Auch in Ulla Hahns Roman „Unscharfe Bilder“ geht es um die Frage nach der Beteiligung von Familienangehörigen an den Verbrechen der Nazis. Hahn greift aber – im Gegensatz zu Timm – auf das aus den sog. „Vaterbüchern“ der siebziger Jahre bekannte Muster des Generationenkonflikts zurück.[30] In „Unscharfe Bilder“ besucht eine junge Lehrerin die „Wehrmachtsausstellung“ und glaubt auf einem Foto ihren Vater zu erkennen. Auf der Suche nach der väterlichen Schuld, vor allem aber nach seinem persönlichen Schuldempfinden, unterzieht sie den Vater ausgiebigen Verhören.

Im Mittelpunkt der kurzen Erzählung „Der Verlorene“ von Hans-Ulrich Treichel steht die Suche nach einem auf der Flucht vor der Roten Armee verloren gegangenen Sohn einer ostpreußischen Bauernfamilie. Im Ostwestfalen der fünfziger Jahre erlebt die Familie mit ihrem zweitgeborenen Sohn (der auch die Erzählerfigur des Romans ist) die „Wirtschaftswunderjahre“, kann sich aber nicht auf die Gegenwart einlassen, weil die Suche nach dem ersten Sohn der Verarbeitung der Vergangenheit entgegensteht.

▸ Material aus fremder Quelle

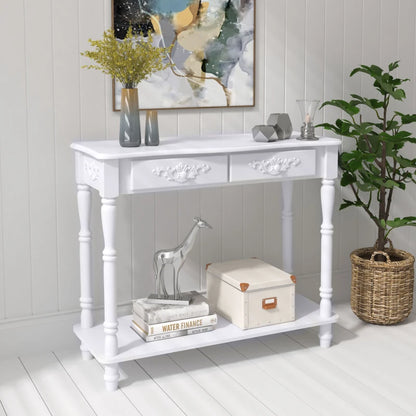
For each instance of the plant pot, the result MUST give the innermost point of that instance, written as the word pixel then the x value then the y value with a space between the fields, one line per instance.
pixel 382 291
pixel 130 135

Bevor die einzelnen Prosatexte analysiert werden und gezeigt wird, wie sie „blinde Flecken“ bzw. „Leerstellen im Geschichtsbewusstsein“ der Leser der Wahrnehmung zuführen bzw. füllen, ist es notwendig einige theoretische Grundlagen zu erarbeiten. Zuerst erachte ich es für sinnvoll einen Überblick über den gesellschaftspolitischen Umgang mit dem Nationalsozialismus bzw. dem Holocaust zu geben, damit die Entwicklung der Erinnerungskultur der Bundesrepublik nach 1945 deutlich wird und der gegenwärtige „status quo“ nachzuvollziehen ist. Hierzu sollen die Erinnerungsdiskurse in Deutschland seit Ende des „Zweiten Weltkrieges“ dargestellt werden. Anschließend werde ich auf die „Globalisierung der NS-Vergangenheit“ eingehen, bevor ich mich verschiedenen Gedächtnistheorien zuwende, die im Laufe der achtziger Jahre den wissenschaftlichen Diskurs um die Verarbeitung der NS-Vergangenheit erweitert haben. Um den theoretischen Teil dieser Arbeit literaturwissenschaftlich abzurunden, erachte ich es als notwendig, abschließend noch kurz auf das Verhältnis von Literatur, Gedächtnis und Geschichtsschreibung einzugehen, da gerade in Bezug auf Literatur, die Vergangenheit (re-)konstruiert bzw. entwirft, immer wieder die Frage nach ihrem Wahrheitsgehalt gestellt wird.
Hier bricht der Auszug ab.